Questions for Senior Management

  1. As a senior leadership team, have you had conversations about hybrid structure across the enterprise? Where does each member of the executive team stand?
  2. Are you one of the 66% of execs who stated a preference for in-person work? Dig a little deeper: what is it that you believe to be true about in-person work? What data is that based on?
  3. What systems have you put in place to gather input from employees about their preferences for hybrid work? 
  4. When seeking feedback, have you cast the net widely enough? Are all segments of your employee population represented in the data?
  5. Research on neuroscience tells us that people value choices – aim for three options (two isn’t really a “choice” and more than five becomes overwhelming.) What three or four  things can you offer employees that will benefit both the business and the workforce?
  6. When it comes to creating equity across the organization, what plans have you put in place? 

Questions for Mid-Level and Frontline Leaders

In addition to modifying some of the above questions to fit your individual team situation regarding asking for input and choice, here are additional ideas for you to create an optimal hybrid situation in the one-to-one interactions direct supervisors often find themselves in.
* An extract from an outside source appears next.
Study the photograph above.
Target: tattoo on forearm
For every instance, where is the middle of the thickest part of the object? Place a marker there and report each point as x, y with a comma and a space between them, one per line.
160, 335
  1. Be ready for the “it’s not fair” discussions. Do you have a plan for what to say to people who are irritated, disappointed or otherwise dissatisfied with current work configuration? More directly: do they have a valid point?
  2. Do you still struggle with issues of trusting your team when they’re working remotely? Consider: is it just a habit you’re trying to relearn, or are there actual clues that something is amiss with an offsite employee?
  3. When was the last time you asked, “How are you doing?” and really listened? The power of tuning in to your team never goes out of style. It’s foundational to your people equation skills and an excellent way to test how well hybrid is working within your department.

Chances are you’re already leading in some version of a hybrid work configuration. What happens next – whether your department (or company) – makes the leap to a full-on hybrid culture depends on your ability as a leader to ask introspective and sometimes difficult questions of yourself and fellow leaders. Good luck!